Patrick Swift: Working

Patrick Swift was British artist. Explore interesting quotes on working.
Patrick Swift: 120   quotes 1   like

“Since the deepest and truest dilemma, from which all good art springs, is the human condition we have every right to regard the needs of our own consciousness as the final court in judging the merit of a work of art, we have in fact a moral obligation to do so. This demands the precise honesty from the spectator as was required from the artist in making the painting. It is their common ground, the area within which communication can occur.”

Italian Report (1955)
Context: A more rewarding approach to painting, in my opinion the only valid one, is to regard it as a deeply personal and private activity and to remember that even when the painter works directly for the public — when there is sufficient common ground to allow him to do so — the real merit of the work will depend on the personal vision of the artist and the work will only be truly understood if it is approached by each in the same spirit as the painter painted it. We must be willing to assume the same sort of responsibility and share the dilemma out of which the work was created in order to be able to feel with the artist. Since the deepest and truest dilemma, from which all good art springs, is the human condition we have every right to regard the needs of our own consciousness as the final court in judging the merit of a work of art, we have in fact a moral obligation to do so. This demands the precise honesty from the spectator as was required from the artist in making the painting. It is their common ground, the area within which communication can occur. Art in the end speaks to the secret soul of the individual and of the most secret sorrows. For this reason it is true that the development that produces great art is a moral and not an aesthetic development..
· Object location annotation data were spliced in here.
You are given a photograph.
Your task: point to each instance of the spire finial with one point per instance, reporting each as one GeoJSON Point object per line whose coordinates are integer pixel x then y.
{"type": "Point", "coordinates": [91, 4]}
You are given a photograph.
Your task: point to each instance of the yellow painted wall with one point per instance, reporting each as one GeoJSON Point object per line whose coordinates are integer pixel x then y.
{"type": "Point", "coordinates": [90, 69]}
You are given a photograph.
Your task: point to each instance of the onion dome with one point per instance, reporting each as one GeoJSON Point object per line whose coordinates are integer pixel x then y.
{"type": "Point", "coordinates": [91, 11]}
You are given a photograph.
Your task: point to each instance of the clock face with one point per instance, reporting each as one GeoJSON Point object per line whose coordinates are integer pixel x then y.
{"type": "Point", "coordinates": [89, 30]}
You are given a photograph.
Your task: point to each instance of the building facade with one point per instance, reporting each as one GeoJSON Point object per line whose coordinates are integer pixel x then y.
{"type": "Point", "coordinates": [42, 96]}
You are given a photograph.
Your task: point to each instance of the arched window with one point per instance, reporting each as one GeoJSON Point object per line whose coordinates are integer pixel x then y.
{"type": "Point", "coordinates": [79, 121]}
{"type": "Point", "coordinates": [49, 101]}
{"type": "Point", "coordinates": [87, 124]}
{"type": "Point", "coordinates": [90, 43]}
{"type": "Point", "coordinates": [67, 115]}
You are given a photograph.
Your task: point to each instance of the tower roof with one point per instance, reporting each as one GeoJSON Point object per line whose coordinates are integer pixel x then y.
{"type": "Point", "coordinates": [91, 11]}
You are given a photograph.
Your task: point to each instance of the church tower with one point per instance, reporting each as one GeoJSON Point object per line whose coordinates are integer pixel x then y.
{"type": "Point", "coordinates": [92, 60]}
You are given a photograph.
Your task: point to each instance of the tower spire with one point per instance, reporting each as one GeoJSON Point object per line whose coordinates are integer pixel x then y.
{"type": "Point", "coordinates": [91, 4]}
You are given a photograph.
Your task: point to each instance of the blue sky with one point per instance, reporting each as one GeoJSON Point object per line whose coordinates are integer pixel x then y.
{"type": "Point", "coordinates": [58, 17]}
“It is the transcendent imagination working on this material that releases the mysterious energies which move and speak of deepest existence.”

"The Painter in the Press", X magazine, Vol. I, No.4 (October 1960).
Context: Art on the other hand speaks to us of resignation and rejoicing in reality, and does so through a transformation of our experience of the world into an order wherein all facts become joyous; the more terrible the material the greater the artistic triumph. This has nothing at all to do with "a constant awareness of the problems of our time" or any other vague public concern. It is a transformation that is mysterious, personal and ethical. And the moral effect of art is only interesting when considered in the particular. For it is always the reality of the particular that provides the occasion and the spring of art — it is always "those particular trees/ that caught you in their mysteries" or the experience of some loved object. Not that the matter rests here. It is the transcendent imagination working on this material that releases the mysterious energies which move and speak of deepest existence.

“Each work of art is a complete entity existing in its own right and by its own particular logic.”

Nano Reid (1950)
Context: Each work of art is a complete entity existing in its own right and by its own particular logic. It has its own reality and is independent of any particular creed or theory as a justification for its existence. This is not to say that artistic development may be considered as a self-sufficient process unrelated to social reality, because art is always concerned with the deeper and fundamentally human things; and any consideration of art is a consideration of humanity. But it does mean that we cannot apply the principles and logic of the past to a new work of art and hope to understand it. The eternal verities with which the artist is concerned do not change, but our conception of art does, as does our conception of form, and these must be extended if we are to understand fully and basically the meaning of a new work. It is a complex matter, but the elemental principles are always simple. The mass of modern art theory that developed around the fantastic changes of this century's painting can be largely ignored; only one or two fundamental principles are important. Probably most important in the new aesthetics from the painter's point of view was the statement of Degas, seventy years ago, in his unheeded advice to the Impressionists. He spoke then of a "Transformation in which imagination collaborates with memory... It is very well to copy what one sees; it is much better to draw what one has retained in one's memory”…This attitude, and all it implies, underlines the work of practically every painter of importance since 1900. Ultimately, it meant that the day of stage props and models was gone, and that imagination was recognised as the most important quality in an artist.

“In the remote purity of his solitariness, where the work of art is made, the artist is supremely the anti-social creature.”

X magazine (1959-62)
Context: It is not necessary to subscribe to the tiresome conception of the artist as rampaging Bohemian to understand that the activity of painting is socially useless, or at best occupies a dubious position... In the remote purity of his solitariness, where the work of art is made, the artist is supremely the anti-social creature.